We get to watch Willem Dafoe craft the centerpiece of his career as one of our strongest underused living actors. Harvey Keitel never matches his role here and I'm saying that as a big fan of his work... well, most of it anyway. There are two actors who have a scene or two each who blew me through the wall with their performances. One was Andre Gregory (yes, that's My Dinner With) as John the Baptist. His performance has the stink of madness. The other is Harry Dean Stanton as my namesake: Saul/Paul.
The story is basically this. It's a restructuring of the story of the gospels around the concept that Jesus was the Messiah, Son of God and, especially, a man. I say especially a man because he has all of the doubt, fear, cowardice, and uncertainty that any of us would face with a burden such as his. He tries to weasel out of his burden a couple of times, just like any of us would. The film starts with Jesus betraying his people by, as a carpenter, making crosses for a living. Judas (Keitel) is both the foil and the impetus to get Jesus into fufilling his destiny.
Christ is tempted in the desert, after being baptized by John the Baptist (who I can't mention enough. Really, if it were just the scenes of him it would be worth owning.) Coming out of the desert Jesus just starts reacting to the highly legalistic religious world around him. He ends up on the cross (hope I'm not blowing it for anybody.) A neat twist is that Jesus convinces Judas to betray him so that he can die on the cross for the sins of all humankind. Judas, now Jesus' closest friend, has a hard time with this and asks, "Would you be able to do this if you were me?"
Jesus replies, "No. That's why I got the easy job."

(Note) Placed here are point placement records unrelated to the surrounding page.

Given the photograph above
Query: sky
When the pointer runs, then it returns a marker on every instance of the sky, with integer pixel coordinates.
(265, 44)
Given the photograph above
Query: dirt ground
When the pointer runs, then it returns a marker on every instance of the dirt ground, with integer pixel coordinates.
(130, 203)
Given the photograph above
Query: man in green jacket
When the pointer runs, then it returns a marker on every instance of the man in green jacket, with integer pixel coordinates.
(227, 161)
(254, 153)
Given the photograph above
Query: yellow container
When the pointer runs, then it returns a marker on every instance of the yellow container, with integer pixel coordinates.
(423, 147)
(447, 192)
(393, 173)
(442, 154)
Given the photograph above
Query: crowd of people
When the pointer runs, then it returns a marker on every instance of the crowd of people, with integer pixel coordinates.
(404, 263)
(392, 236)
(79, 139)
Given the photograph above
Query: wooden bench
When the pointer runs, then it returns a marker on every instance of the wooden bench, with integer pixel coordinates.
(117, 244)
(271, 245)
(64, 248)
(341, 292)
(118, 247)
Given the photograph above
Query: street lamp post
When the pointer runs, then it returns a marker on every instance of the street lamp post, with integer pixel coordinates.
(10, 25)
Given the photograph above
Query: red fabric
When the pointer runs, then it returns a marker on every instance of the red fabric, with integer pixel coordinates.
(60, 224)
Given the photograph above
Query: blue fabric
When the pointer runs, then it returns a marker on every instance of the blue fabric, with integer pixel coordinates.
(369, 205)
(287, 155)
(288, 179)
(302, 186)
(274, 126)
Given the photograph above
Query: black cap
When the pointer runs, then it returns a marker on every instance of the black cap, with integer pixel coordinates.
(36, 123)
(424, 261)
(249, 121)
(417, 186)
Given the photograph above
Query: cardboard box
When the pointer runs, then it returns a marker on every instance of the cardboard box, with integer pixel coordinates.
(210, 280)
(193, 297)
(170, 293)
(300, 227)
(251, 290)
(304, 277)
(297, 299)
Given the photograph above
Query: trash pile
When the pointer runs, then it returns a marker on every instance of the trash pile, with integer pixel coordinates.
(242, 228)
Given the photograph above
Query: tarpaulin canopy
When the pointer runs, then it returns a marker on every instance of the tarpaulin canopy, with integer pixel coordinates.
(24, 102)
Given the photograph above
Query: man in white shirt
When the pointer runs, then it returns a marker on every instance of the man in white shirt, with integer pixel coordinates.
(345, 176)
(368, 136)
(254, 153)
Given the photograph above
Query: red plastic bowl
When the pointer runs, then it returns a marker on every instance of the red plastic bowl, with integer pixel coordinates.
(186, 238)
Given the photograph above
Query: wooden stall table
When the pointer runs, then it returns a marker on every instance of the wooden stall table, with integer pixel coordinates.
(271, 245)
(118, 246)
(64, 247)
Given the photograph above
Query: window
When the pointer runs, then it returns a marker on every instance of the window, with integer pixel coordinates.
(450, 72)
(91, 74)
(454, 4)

The Last Temptation part comes on the cross where a being convinces Jesus to come off the cross and live the rest of his days as a normal human being (and this is where Jesus has intercourse with Mary Magdalene within the bonds of matrimony. AND JUST AS IT APPEARS IN THE BOOK WHICH EVERY MINISTER HAS TO READ! Or, in my case, gets to.) The other great scene is when he meets Paul, who is preaching about the crucified and resurrected Jesus in spite of the fact that the real life Jesus came off the cross.
I won't go any futher lest I ruin the ending. Oh, and David Bowie is Pilate. Oh, oh, and John Lurie is the disciple James. So you know it's cool.
I love this film because, like most of those who grew up in a Christian church, I grew up with the cartoon story of Jesus being born, speaking only in a classical music radio station dj voice, and dying cleanly, heroically like a trooper clean skinned on a cross of sanded wood that could have come out of a Home Depot. I love this film because it shows Jesus as being as scared, confused, angry and cowardly as I am. I love it because it suggests that the foundations of a faith I've found so lofty and cold that for years I could hardly admit sharing some belief with doesn't need to be inhuman. And the anarchist in me loves it because it tears down the mythology that so many Ned Flanders I've know protect like wounded mother bears.
But that's just me. Even if you hold no stock in anything biblical, this is a film you should see. You should see it because it offers a difficult and unpopular perspective on western civilization's scapegoat, the person in history that everybody who is interested in molds into their own image. On top of all of that, it's one of the most visually stunning films I know. I really hope that everybody sees this film, even if they don't gush about it afterwards as much as I am.